Student Affairs: Experiencing Higher Education

Description

267 pages
Contains Bibliography, Index
$85.00
ISBN 0-7748-1114-5
DDC 378.1'98'09711

Publisher

Year

2004

Contributor

Edited by Lesley Andres and Finola Finlay

Emily Walters Gregor is a graduate student in 20th-century American
literature and an ESL writing tutor at the University of Minnesota.

Review

As higher education becomes more and more necessary to ensure vocational
and financial stability in Canada and around the world, fair and
equitable access to higher education becomes more and more central to
discussions of social and economic equality across race, class, and
gender lines. This collection of essays by primarily University of
British Columbia faculty, staff, and students investigates the problem
of equal access to the benefits of higher education from the perspective
of integration into the academic institution. How well students become
engaged with the intellectual life of the school they attend, the book
proposes, directly correlates with their prospects for success within
and after university.

The essays cover traditional and non-traditional students;
undergraduate, graduate, and professional education; and many
under-represented groups of students, including the hard of hearing and
international students. Lesley Andres, in the introduction, provides an
overview of existing research on the subject of access to higher
education. In her conclusion, Finola Finlay presents an action plan to
improve inclusion within the university for all types of students.
Sharon Liversidge and Donna McGee Thompson describe the difficulties
mothers returning to school face in balancing the demands of school,
work, and domestic life. Michael Marker assesses recent efforts to
improve the education experience for First Nations students. Garnet
Grosjean discusses the benefits and drawbacks of co-op education.

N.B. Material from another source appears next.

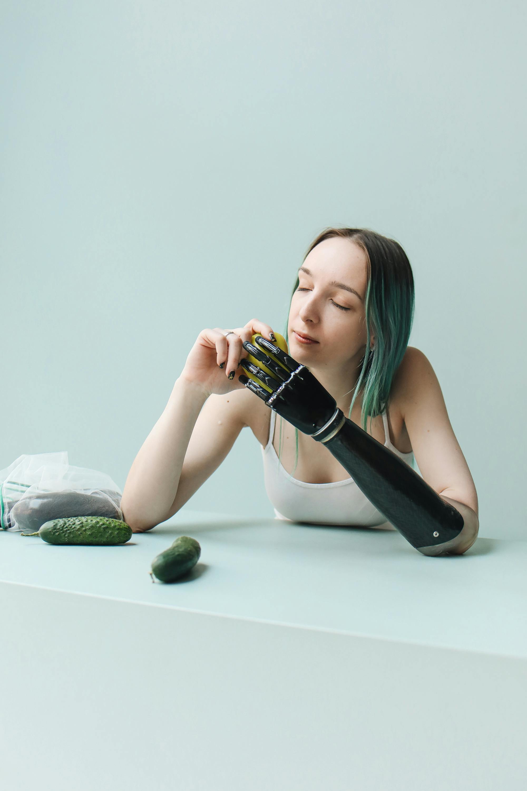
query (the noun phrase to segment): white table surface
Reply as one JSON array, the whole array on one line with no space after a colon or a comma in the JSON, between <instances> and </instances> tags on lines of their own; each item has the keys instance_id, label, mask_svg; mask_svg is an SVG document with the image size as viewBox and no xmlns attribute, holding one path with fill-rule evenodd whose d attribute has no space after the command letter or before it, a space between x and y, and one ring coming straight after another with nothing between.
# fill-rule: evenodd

Student Affairs provides a valuable survey of the importance of access
across what have traditionally been boundaries to higher education and
introduces a unique perspective on the issue by bringing student
involvement with the institution to the forefront. The articles,
however, are quite specifically focused on a particular population or
case study. Consequently, the book functions more as a reference source
for an academic audience than as a general overview of access to higher
education in Canada appropriate for the general public.